[Intel-gfx] [RFC PATCH 04/20] drm/i915: Transform context WAs into static tables
Oscar Mateo
oscar.mateo at intel.com
Mon Nov 6 18:54:04 UTC 2017
On 11/06/2017 03:59 AM, Joonas Lahtinen wrote:
> On Fri, 2017-11-03 at 11:09 -0700, Oscar Mateo wrote:
>> This is for WAs that need to touch registers that get saved/restored
>> together with the logical context. The idea is that WAs are "pretty"
>> static, so a table is more declarative than a programmatic approah.
>> Note however that some amount is caching is needed for those things
>> that are dynamic (e.g. things that need some calculation, or have
>> a criteria different than the more obvious GEN + stepping).
>>
>> Also, this makes very explicit which WAs live in the context.
>>
>> Suggested-by: Joonas Lahtinen <joonas.lahtinen at linux.intel.com>
>> Signed-off-by: Oscar Mateo <oscar.mateo at intel.com>
>> Cc: Chris Wilson <chris at chris-wilson.co.uk>
>> Cc: Mika Kuoppala <mika.kuoppala at linux.intel.com>
> <SNIP>
>
>> +struct i915_wa_reg;
>> +
>> +typedef bool (* wa_pre_hook_func)(struct drm_i915_private *dev_priv,
>> + struct i915_wa_reg *wa);
>> +typedef void (* wa_post_hook_func)(struct drm_i915_private *dev_priv,
>> + struct i915_wa_reg *wa);
> To avoid carrying any variables over, how about just apply() hook?

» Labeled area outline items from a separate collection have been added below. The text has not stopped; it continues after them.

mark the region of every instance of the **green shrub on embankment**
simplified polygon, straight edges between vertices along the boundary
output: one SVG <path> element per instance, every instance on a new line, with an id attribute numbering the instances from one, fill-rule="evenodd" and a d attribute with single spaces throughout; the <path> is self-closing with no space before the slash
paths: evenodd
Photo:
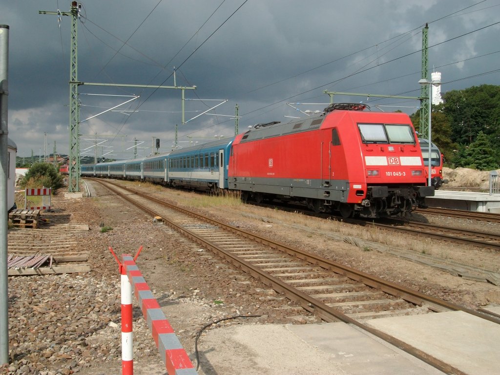
<path id="1" fill-rule="evenodd" d="M 62 178 L 53 164 L 49 163 L 35 163 L 26 172 L 19 182 L 21 188 L 52 188 L 54 192 L 64 186 Z"/>

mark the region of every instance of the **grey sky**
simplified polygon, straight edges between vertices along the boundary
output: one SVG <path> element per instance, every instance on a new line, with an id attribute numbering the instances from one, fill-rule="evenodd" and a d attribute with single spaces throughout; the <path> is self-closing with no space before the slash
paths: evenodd
<path id="1" fill-rule="evenodd" d="M 286 103 L 326 104 L 325 90 L 418 96 L 426 22 L 430 67 L 442 72 L 442 92 L 500 84 L 500 73 L 495 72 L 500 70 L 500 0 L 82 4 L 79 80 L 173 86 L 175 66 L 178 86 L 197 86 L 186 90 L 186 98 L 204 100 L 186 102 L 186 120 L 220 102 L 213 100 L 228 100 L 182 124 L 180 90 L 80 86 L 80 120 L 128 98 L 84 94 L 141 96 L 122 107 L 138 112 L 110 112 L 80 124 L 80 150 L 90 148 L 92 156 L 94 142 L 88 140 L 96 133 L 107 140 L 98 154 L 112 150 L 110 157 L 118 158 L 132 156 L 132 150 L 122 151 L 134 138 L 151 148 L 152 137 L 158 137 L 160 151 L 170 150 L 176 124 L 182 146 L 190 140 L 232 136 L 234 120 L 213 114 L 234 115 L 236 104 L 241 132 L 257 122 L 305 116 Z M 59 28 L 56 16 L 38 10 L 68 12 L 70 5 L 62 0 L 2 4 L 0 24 L 10 26 L 9 136 L 21 156 L 30 156 L 32 150 L 36 155 L 43 154 L 44 132 L 48 154 L 54 142 L 58 152 L 68 152 L 70 19 L 62 16 Z M 363 101 L 374 110 L 378 110 L 375 105 L 398 106 L 408 113 L 419 105 L 416 100 L 360 96 L 338 96 L 335 101 Z M 326 106 L 294 106 L 303 111 Z M 140 148 L 140 154 L 151 150 Z"/>

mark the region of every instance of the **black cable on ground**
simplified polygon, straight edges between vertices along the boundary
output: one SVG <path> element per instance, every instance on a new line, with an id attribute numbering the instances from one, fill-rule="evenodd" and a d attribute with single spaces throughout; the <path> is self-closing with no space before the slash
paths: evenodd
<path id="1" fill-rule="evenodd" d="M 200 332 L 196 334 L 196 338 L 194 339 L 194 355 L 196 356 L 196 370 L 198 370 L 198 368 L 200 367 L 200 356 L 198 354 L 198 339 L 200 336 L 202 336 L 202 332 L 203 332 L 204 330 L 206 328 L 208 328 L 212 326 L 212 324 L 217 324 L 218 322 L 223 322 L 224 320 L 228 320 L 230 319 L 236 319 L 237 318 L 258 318 L 259 316 L 262 316 L 262 315 L 237 315 L 236 316 L 230 316 L 229 318 L 224 318 L 222 319 L 219 319 L 218 320 L 216 320 L 215 322 L 212 322 L 211 323 L 208 323 L 206 326 L 204 326 Z"/>

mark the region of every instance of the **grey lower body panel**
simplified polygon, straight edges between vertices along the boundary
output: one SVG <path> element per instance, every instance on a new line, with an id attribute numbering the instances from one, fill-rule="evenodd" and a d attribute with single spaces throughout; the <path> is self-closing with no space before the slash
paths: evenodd
<path id="1" fill-rule="evenodd" d="M 348 194 L 347 181 L 318 180 L 234 178 L 230 188 L 285 197 L 310 198 L 345 202 Z"/>

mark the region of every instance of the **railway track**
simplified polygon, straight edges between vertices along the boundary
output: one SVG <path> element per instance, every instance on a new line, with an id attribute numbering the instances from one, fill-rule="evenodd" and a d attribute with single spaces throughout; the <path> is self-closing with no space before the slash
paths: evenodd
<path id="1" fill-rule="evenodd" d="M 387 316 L 462 310 L 500 324 L 498 316 L 466 308 L 175 207 L 132 189 L 96 181 L 212 251 L 326 322 L 354 324 L 448 374 L 462 374 L 437 358 L 364 324 Z"/>
<path id="2" fill-rule="evenodd" d="M 495 251 L 500 251 L 500 235 L 492 232 L 470 230 L 464 229 L 462 228 L 456 228 L 452 226 L 441 226 L 438 224 L 426 224 L 394 218 L 388 219 L 386 222 L 388 222 L 388 224 L 384 224 L 382 220 L 378 222 L 368 222 L 360 219 L 340 218 L 330 214 L 313 212 L 310 210 L 304 208 L 302 206 L 299 206 L 298 205 L 284 206 L 273 202 L 272 204 L 260 204 L 258 206 L 272 208 L 278 206 L 280 210 L 284 211 L 300 212 L 303 214 L 310 215 L 316 217 L 342 221 L 348 224 L 358 225 L 365 228 L 383 229 L 388 231 L 396 232 L 414 236 L 423 236 L 426 238 L 430 237 L 446 242 L 460 244 L 465 244 L 480 248 L 489 249 Z M 450 211 L 453 212 L 455 210 L 446 210 L 444 212 L 448 212 Z M 420 212 L 421 211 L 418 210 L 417 212 Z M 423 210 L 423 212 L 426 212 L 426 210 Z M 432 214 L 438 214 L 438 212 L 439 212 L 438 210 L 433 210 L 432 212 Z M 469 216 L 466 214 L 465 214 L 466 212 L 463 212 L 460 214 L 463 214 L 463 216 L 460 216 L 456 217 L 470 218 L 476 217 L 474 214 L 485 214 L 485 212 L 474 212 L 471 214 L 471 216 Z M 492 215 L 492 217 L 494 218 L 494 215 L 496 214 L 488 214 L 484 217 L 488 218 L 490 217 L 490 216 Z M 481 216 L 481 215 L 478 215 L 477 217 Z M 477 220 L 480 219 L 478 218 Z M 491 219 L 491 220 L 492 220 L 492 218 Z"/>
<path id="3" fill-rule="evenodd" d="M 368 226 L 388 230 L 409 232 L 481 248 L 500 251 L 500 235 L 496 233 L 477 230 L 470 230 L 464 228 L 456 228 L 417 222 L 397 220 L 397 222 L 401 225 L 370 223 Z"/>
<path id="4" fill-rule="evenodd" d="M 417 208 L 414 212 L 422 214 L 449 216 L 452 218 L 460 218 L 470 219 L 471 220 L 500 222 L 500 214 L 492 214 L 492 212 L 476 212 L 475 211 L 466 211 L 462 210 L 440 208 L 432 207 L 423 209 Z"/>

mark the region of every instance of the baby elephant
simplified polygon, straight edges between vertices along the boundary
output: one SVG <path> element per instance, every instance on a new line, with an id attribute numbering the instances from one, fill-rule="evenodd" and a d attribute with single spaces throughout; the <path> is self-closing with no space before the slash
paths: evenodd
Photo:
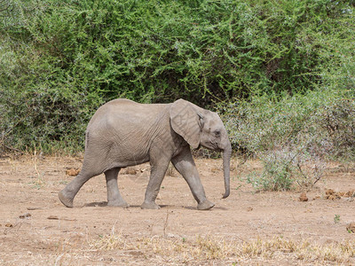
<path id="1" fill-rule="evenodd" d="M 86 129 L 85 154 L 79 175 L 59 193 L 60 201 L 73 207 L 80 188 L 92 176 L 105 173 L 107 205 L 127 207 L 117 185 L 122 168 L 150 161 L 151 173 L 142 208 L 160 208 L 155 203 L 171 161 L 187 182 L 201 210 L 214 204 L 206 199 L 190 145 L 223 152 L 225 192 L 230 193 L 231 143 L 216 113 L 178 99 L 172 104 L 138 104 L 112 100 L 98 109 Z"/>

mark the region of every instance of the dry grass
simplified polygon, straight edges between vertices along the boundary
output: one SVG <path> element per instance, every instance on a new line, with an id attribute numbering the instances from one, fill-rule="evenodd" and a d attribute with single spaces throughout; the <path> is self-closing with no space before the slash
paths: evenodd
<path id="1" fill-rule="evenodd" d="M 250 241 L 226 241 L 222 238 L 198 236 L 195 239 L 143 237 L 127 238 L 122 234 L 99 236 L 88 242 L 91 249 L 99 251 L 135 250 L 146 258 L 159 256 L 175 263 L 242 262 L 257 258 L 261 261 L 292 260 L 298 262 L 350 263 L 354 262 L 355 241 L 315 244 L 310 240 L 256 239 Z"/>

> Also, you don't have to have "_hook" going there, it's tak
>
Not all WAs are applied in the same way: ctx-style workarounds are
emitted as LRI commands to the ring. Do you treat those differently?
>> struct i915_wa_reg {
>> + const char *name;
> We may want some Kconfig option for skipping these.
Sure. But we should try to decide first if we want to store this at all,
like: what do we expect to use this for? is it worth it?
>> + enum wa_type {
>> + I915_WA_TYPE_CONTEXT = 0,
>> + I915_WA_TYPE_GT,
>> + I915_WA_TYPE_DISPLAY,
>> + I915_WA_TYPE_WHITELIST
>> + } type;
>> +
> Any specific reason not to have the gen here too? Then you can have one
> big table, instead of tables of tables. Then the numeric code of a WA
> (position in that table) would be equally identifying it compared to
> the WA name (which is nice to have information, so config time opt-in).
Such a "big table" would be quite big, indeed. And we know we want to
apply the workarounds from at least four different places, so looping
through the table each and every time to find the relevant WAs seems
like a waste. Also, in some places we would have to loop more than once
( to know the number of WAs to apply before we can reserve space in the
ring for ctx-style WAs, for example).
I could also go for 4 slightly smaller tables (one per type of WA) but
then there is another problem to solve: how do you record WAs that apply
for all revisions of one GEN, but a smaller number of revisions of
another? (e.g. WaDisableFenceDestinationToSLM applies to all BDW
steppings but only KBL A0).
>> + u8 since;
>> + u8 until;
> Most seem to have ALL_REVS, so this could be after the coarse-grained
> gen-check in the apply function.
So every single WA that applies to specific REVS gets an "apply"
function? That looks like a lot of functions (I count 25 WAs that only
apply to some steppings already). Or are you simply saying here that I
check the GEN before checking the stepping (which is the only order that
makes sense anyway)?
>> +
>> i915_reg_t addr;
>> - u32 value;
>> - /* bitmask representing WA bits */
>> u32 mask;
>> + u32 value;
>> + bool is_masked_reg;
> I'd hide this detail into the apply function.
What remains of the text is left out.